One interesting aspect of the survey is the decrease in the numbers of people who think Christianity is an important component of Britishness – fewer than a quarter do so, down from 32 per cent in 1995 – or nearly a third. Now obviously, Christianity can’t be a pre-requisite for Britishness but the larger question is whether it’s an important component of the culture. I think it’s self-evident that it is: prior to the Reformation, as a Catholic culture, after it, as a generally Protestant one. And, since the PM was obliging enough to pin British values to Magna Carta last week, it’s worth taking a look at the very first bit of the text, the preamble, which is stuffed with references to God and his church, and the first article, which is to do with the freedom of the church – with which, unfortunately, Henry VIII played fast and loose.

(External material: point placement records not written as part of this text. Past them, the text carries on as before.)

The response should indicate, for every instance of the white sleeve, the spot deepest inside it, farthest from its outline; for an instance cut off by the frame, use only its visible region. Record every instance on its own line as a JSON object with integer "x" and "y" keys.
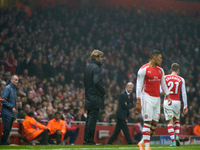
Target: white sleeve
{"x": 163, "y": 84}
{"x": 140, "y": 82}
{"x": 184, "y": 95}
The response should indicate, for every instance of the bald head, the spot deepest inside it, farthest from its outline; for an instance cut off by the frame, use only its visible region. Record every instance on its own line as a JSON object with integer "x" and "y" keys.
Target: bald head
{"x": 14, "y": 79}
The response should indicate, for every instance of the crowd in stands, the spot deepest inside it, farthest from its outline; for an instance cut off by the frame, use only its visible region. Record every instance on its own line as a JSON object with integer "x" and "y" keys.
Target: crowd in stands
{"x": 50, "y": 49}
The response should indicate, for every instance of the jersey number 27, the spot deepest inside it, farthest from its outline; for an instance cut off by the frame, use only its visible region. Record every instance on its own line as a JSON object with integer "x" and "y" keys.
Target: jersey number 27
{"x": 171, "y": 85}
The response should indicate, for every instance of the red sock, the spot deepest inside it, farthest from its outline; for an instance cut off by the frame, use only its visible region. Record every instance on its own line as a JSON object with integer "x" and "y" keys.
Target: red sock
{"x": 177, "y": 127}
{"x": 171, "y": 131}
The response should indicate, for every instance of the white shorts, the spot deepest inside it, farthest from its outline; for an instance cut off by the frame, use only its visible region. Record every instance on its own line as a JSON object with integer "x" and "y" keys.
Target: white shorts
{"x": 172, "y": 110}
{"x": 150, "y": 107}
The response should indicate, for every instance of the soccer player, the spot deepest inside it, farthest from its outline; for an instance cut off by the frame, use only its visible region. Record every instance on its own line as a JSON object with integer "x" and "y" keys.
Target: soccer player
{"x": 172, "y": 112}
{"x": 149, "y": 79}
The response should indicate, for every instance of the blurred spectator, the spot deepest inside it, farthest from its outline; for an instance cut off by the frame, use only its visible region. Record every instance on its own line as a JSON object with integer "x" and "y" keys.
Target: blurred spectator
{"x": 47, "y": 46}
{"x": 196, "y": 129}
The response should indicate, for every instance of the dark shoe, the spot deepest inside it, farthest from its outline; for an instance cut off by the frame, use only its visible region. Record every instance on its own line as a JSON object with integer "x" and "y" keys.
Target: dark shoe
{"x": 89, "y": 143}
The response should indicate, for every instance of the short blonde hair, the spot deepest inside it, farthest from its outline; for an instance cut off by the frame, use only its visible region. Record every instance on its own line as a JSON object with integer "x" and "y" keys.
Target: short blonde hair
{"x": 96, "y": 53}
{"x": 130, "y": 84}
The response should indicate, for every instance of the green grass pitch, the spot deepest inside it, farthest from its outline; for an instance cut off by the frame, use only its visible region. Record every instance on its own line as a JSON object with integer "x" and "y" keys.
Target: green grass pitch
{"x": 98, "y": 147}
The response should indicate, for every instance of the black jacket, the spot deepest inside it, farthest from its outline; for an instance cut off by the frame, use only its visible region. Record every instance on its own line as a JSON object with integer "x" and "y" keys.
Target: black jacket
{"x": 123, "y": 110}
{"x": 94, "y": 89}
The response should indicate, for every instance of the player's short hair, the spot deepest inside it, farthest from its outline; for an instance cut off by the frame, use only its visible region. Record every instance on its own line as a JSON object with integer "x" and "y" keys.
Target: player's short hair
{"x": 57, "y": 113}
{"x": 154, "y": 53}
{"x": 175, "y": 67}
{"x": 96, "y": 53}
{"x": 129, "y": 84}
{"x": 13, "y": 76}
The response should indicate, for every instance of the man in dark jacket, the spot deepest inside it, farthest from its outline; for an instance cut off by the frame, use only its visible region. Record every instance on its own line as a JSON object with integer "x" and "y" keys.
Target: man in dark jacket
{"x": 125, "y": 103}
{"x": 8, "y": 111}
{"x": 94, "y": 92}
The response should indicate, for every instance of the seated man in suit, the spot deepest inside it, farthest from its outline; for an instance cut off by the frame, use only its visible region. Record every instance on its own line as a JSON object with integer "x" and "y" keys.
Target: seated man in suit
{"x": 125, "y": 103}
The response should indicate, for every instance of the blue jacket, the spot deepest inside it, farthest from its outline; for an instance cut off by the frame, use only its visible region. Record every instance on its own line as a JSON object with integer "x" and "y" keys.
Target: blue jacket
{"x": 9, "y": 95}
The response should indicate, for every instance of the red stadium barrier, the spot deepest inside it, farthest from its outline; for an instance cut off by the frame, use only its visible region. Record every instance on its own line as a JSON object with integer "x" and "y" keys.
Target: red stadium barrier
{"x": 155, "y": 5}
{"x": 103, "y": 138}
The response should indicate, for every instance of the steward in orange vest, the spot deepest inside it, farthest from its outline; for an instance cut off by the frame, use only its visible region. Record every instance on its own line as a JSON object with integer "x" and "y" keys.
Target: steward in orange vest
{"x": 33, "y": 129}
{"x": 57, "y": 129}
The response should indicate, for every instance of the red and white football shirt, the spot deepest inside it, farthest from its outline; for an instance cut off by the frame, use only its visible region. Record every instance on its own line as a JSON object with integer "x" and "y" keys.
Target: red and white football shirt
{"x": 149, "y": 80}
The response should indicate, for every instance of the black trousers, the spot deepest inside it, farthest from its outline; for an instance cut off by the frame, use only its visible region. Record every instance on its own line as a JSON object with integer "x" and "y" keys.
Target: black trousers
{"x": 121, "y": 124}
{"x": 7, "y": 125}
{"x": 90, "y": 125}
{"x": 55, "y": 136}
{"x": 45, "y": 136}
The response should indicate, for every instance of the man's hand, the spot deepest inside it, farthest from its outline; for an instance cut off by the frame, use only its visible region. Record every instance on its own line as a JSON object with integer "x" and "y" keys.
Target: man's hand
{"x": 77, "y": 129}
{"x": 14, "y": 110}
{"x": 138, "y": 105}
{"x": 185, "y": 110}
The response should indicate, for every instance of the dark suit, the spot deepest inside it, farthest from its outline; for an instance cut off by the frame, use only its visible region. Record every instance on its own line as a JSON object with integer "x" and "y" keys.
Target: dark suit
{"x": 94, "y": 92}
{"x": 122, "y": 114}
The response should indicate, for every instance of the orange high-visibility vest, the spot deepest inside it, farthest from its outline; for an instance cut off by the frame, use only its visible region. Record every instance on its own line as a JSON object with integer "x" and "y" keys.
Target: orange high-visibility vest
{"x": 32, "y": 128}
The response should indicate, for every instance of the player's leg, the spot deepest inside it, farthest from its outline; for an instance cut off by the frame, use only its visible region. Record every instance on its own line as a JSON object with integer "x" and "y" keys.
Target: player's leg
{"x": 148, "y": 104}
{"x": 169, "y": 118}
{"x": 177, "y": 122}
{"x": 154, "y": 125}
{"x": 152, "y": 130}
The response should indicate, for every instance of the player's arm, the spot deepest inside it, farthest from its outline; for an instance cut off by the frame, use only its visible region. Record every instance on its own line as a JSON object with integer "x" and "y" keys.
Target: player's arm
{"x": 139, "y": 85}
{"x": 184, "y": 96}
{"x": 165, "y": 88}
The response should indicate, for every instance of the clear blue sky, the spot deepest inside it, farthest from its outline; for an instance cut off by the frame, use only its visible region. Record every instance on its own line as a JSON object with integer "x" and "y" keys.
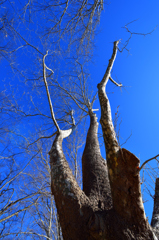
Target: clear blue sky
{"x": 137, "y": 71}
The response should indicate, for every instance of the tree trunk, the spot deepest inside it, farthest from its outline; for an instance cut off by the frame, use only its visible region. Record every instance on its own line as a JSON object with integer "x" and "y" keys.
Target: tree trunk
{"x": 110, "y": 205}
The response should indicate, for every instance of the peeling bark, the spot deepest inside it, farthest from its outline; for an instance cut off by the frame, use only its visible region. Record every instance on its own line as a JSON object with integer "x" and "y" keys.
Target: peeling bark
{"x": 94, "y": 168}
{"x": 72, "y": 204}
{"x": 155, "y": 215}
{"x": 122, "y": 165}
{"x": 96, "y": 213}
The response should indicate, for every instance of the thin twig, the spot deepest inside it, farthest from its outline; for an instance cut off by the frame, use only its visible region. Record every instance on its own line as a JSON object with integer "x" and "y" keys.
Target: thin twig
{"x": 48, "y": 94}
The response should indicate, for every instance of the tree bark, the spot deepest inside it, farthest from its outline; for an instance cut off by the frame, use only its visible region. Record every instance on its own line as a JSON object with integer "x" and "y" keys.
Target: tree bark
{"x": 110, "y": 206}
{"x": 94, "y": 169}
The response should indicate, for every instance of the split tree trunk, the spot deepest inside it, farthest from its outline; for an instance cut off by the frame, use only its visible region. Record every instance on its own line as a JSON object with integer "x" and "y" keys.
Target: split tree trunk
{"x": 110, "y": 205}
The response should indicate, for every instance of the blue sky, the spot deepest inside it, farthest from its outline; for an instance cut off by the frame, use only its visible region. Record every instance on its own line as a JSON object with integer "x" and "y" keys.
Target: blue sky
{"x": 137, "y": 70}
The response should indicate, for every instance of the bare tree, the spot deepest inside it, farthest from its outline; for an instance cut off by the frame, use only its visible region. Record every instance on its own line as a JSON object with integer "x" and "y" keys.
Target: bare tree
{"x": 110, "y": 205}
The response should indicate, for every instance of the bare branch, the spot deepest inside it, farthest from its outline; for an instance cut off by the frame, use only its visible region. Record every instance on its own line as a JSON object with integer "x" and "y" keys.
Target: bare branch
{"x": 48, "y": 94}
{"x": 147, "y": 162}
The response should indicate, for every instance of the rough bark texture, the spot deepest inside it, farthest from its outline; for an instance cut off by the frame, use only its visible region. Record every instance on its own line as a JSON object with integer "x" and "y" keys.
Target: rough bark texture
{"x": 110, "y": 206}
{"x": 155, "y": 215}
{"x": 94, "y": 168}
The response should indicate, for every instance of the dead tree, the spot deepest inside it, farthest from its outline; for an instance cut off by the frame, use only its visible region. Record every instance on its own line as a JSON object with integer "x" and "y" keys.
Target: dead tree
{"x": 110, "y": 205}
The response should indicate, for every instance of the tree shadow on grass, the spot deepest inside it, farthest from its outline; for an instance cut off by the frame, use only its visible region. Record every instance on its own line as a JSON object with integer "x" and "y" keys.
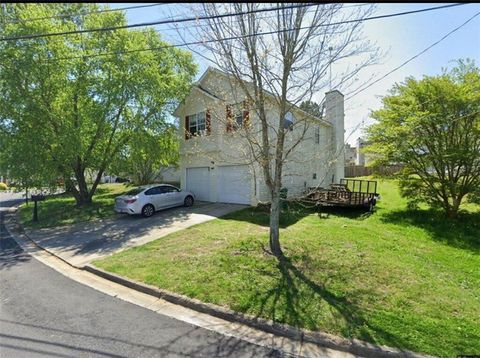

Here’s a translation of the first bit:
‘Preamble: John, by the grace of God, king of England, lord of Ireland, duke of Normandy and Aquitaine, and count of Anjou, to the archbishop, bishops, abbots, earls, barons, justiciaries, foresters, sheriffs, stewards, servants, and to all his bailiffs and liege subjects, greetings. Know that, having regard to God and for the salvation of our soul, and those of all our ancestors and heirs, and unto the honor of God and the advancement of his holy Church and for the rectifying of our realm, we have granted as underwritten by advice of our venerable fathers, Stephen, archbishop of Canterbury, primate of all England and cardinal of the holy Roman Church, Henry, archbishop of Dublin, William of London, Peter of Winchester, Jocelyn of Bath and Glastonbury, Hugh of Lincoln, Walter of Worcester, William of Coventry, Benedict of Rochester, bishops; of Master Pandulf, subdeacon and member of the household of our lord the Pope, of brother Aymeric (master of the Knights of the Temple in England), and of the illustrious men William Marshal, earl of Pembroke, William, earl of Salisbury, William, earl of Warenne, William, earl of Arundel, Alan of Galloway (constable of Scotland), Waren Fitz Gerold, Peter Fitz Herbert, Hubert De Burgh (seneschal of Poitou), Hugh de Neville, Matthew Fitz Herbert, Thomas Basset, Alan Basset, Philip d’Aubigny, Robert of Roppesley, John Marshal, John Fitz Hugh, and others, our liegemen.
‘1. In the first place we have granted to God, and by this our present charter confirmed for us and our heirs forever that the English Church shall be free, and shall have her rights entire, and her liberties inviolate; and we will that it be thus observed; which is apparent from this that the freedom of elections, which is reckoned most important and very essential to the English Church, we, of our pure and unconstrained will, did grant, and did by our charter confirm and did obtain the ratification of the same from our lord, Pope Innocent III, before the quarrel arose between us and our barons: and this we will observe, and our will is that it be observed in good faith by our heirs forever. We have also granted to all freemen of our kingdom, for us and our heirs forever, all the underwritten liberties, to be had and held by them and their heirs, of us and our heirs forever.’
The references to “our lord the Pope” are interesting, no? Anyway, as regards England (at least) and Christianity, I think it’s pretty apparent how things stand.
PS: The late SDLP leader, Gerry Fitt, recalled one grand lady telling him how she remembered the date of Magna Carta. ‘Like an early lunch…12.15.’